Home

Awesome

WavAugment

WavAugment performs data augmentation on audio data. The audio data is represented as pytorch tensors.

It is particularly useful for speech data. Among others, it implements the augmentations that we found to be most useful for self-supervised learning (Data Augmenting Contrastive Learning of Speech Representations in the Time Domain, E. Kharitonov, M. Rivière, G. Synnaeve, L. Wolf, P.-E. Mazaré, M. Douze, E. Dupoux. [arxiv]):

Internally, WavAugment uses libsox and allows interleaving of libsox- and pytorch-based effects.

Requirements

Installation

To install WavAugment, run the following command:

git clone git@github.com:facebookresearch/WavAugment.git && cd WavAugment && python setup.py develop

Testing

Requires pytest (pip install pytest)

python -m pytest -v --doctest-modules

Usage

First of all, we provide thouroughly documented examples, where we demonstrate how a data-augmented dataset interface works. We also provide a Jupyter-based tutorial (open in colab) that illlustrates how one can apply various useful effects to a piece of speech (recorded over the mic or pre-recorded).

The EffectChain

The central object is the chain of effects, EffectChain, that are applied on a torch.Tensor to produce another torch.Tensor. This chain can have multiple effects composed:

import augment
effect_chain = augment.EffectChain().pitch(100).rate(16_000)

Parameters of the effect coincide with those of libsox (http://sox.sourceforge.net/libsox.html); however, you can also randomize the parameters by providing a python Callable and mix them with standard parameters:

import numpy as np
random_pitch_shift = lambda: np.random.randint(-100, +100)
# the pitch will be changed by a shift somewhere between (-100, +100)
effect_chain = augment.EffectChain().pitch("-q", random_pitch_shift).rate(16_000)

Here, the flag-q makes pitch run faster at some expense of the quality. If some parameters are provided by a Callable, this Callable will be invoked every time EffectChain is applied (eg. to generate random parameters).

Applying the chain

To apply a chain of effects on a torch.Tensor, we code the following:

output_tensor = augment.EffectChain().pitch(100).rate(16_000).apply(input_tensor, \
    src_info=src_info, target_info=target_info)

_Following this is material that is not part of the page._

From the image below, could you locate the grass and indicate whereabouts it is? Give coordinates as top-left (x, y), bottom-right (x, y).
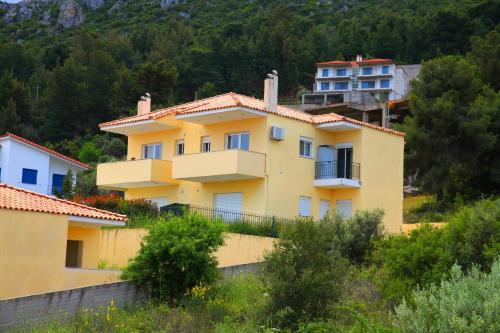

WavAugment expects input_tensor to have a shape of (channels, length). As input_tensor does not contain important meta-information, such as sampling rate, we need to provide it manually. This is done by passing two dictionaries, src_info (meta-information about the input format) and target_info (our expectated format for the output).

At minimum, we need to set the sampling rate for the input tensor: {'rate': 16_000}.

Example usage

Below is a small gist of a potential usage:

import augment
import numpy as np

x, sr = torchaudio.load(test_wav)

# input signal properties
src_info = {'rate': sr}

# output signal properties
target_info = {'channels': 1, 
               'length': 0, # not known beforehand
               'rate': 16_000}
# write down the chain of effects with their string parameters and call .apply()
# effects are specified as a chain of method calls with parameters that can be 
# strings, numbers, or callables. The latter case is used for generating randomized
# transformations
random_pitch = lambda: np.random.randint(-400, -200)
y = augment.EffectChain().pitch(random_pitch).rate(16_000).apply(x, \
    src_info=src_info, target_info=target_info)

Important notes

It often happens that a command-line invocation of sox would change effect chain. To get a better idea of what sox executes internally, you can launch it with a -V flag, eg by running:

sox -V tests/test.wav out.wav reverb 0 50 100

we will see something like:

sox INFO sox: effects chain: input        16000Hz  1 channels
sox INFO sox: effects chain: reverb       16000Hz  2 channels
sox INFO sox: effects chain: channels     16000Hz  1 channels
sox INFO sox: effects chain: dither       16000Hz  1 channels
sox INFO sox: effects chain: output       16000Hz  1 channels

This output tells us that the reverb effect changes the number of channels, which are squashed into 1 channel by the channel effect. Sox also added dither effect to hide processing artifacts.

WavAugment remains explicit and doesn't add effects under the hood. If you want to emulate a Sox command that decomposes into several effects, we advise to consult sox -V and apply the effects manually. Try it out on some files before running a heavy machine-learning job.

Citation

If you find WavAugment useful in your research, please consider citing:

@article{wavaugment2020,
  title={Data Augmenting Contrastive Learning of Speech Representations in the Time Domain},
  author={Kharitonov, Eugene and Rivi{\`e}re, Morgane and Synnaeve, Gabriel and Wolf, Lior and Mazar{\'e}, Pierre-Emmanuel and Douze, Matthijs and Dupoux, Emmanuel},
  journal={arXiv preprint arXiv:2007.00991},
  year={2020}
}

Contributing

See the CONTRIBUTING file for how to help out.

License

WavAugment is MIT licensed, as found in the LICENSE file.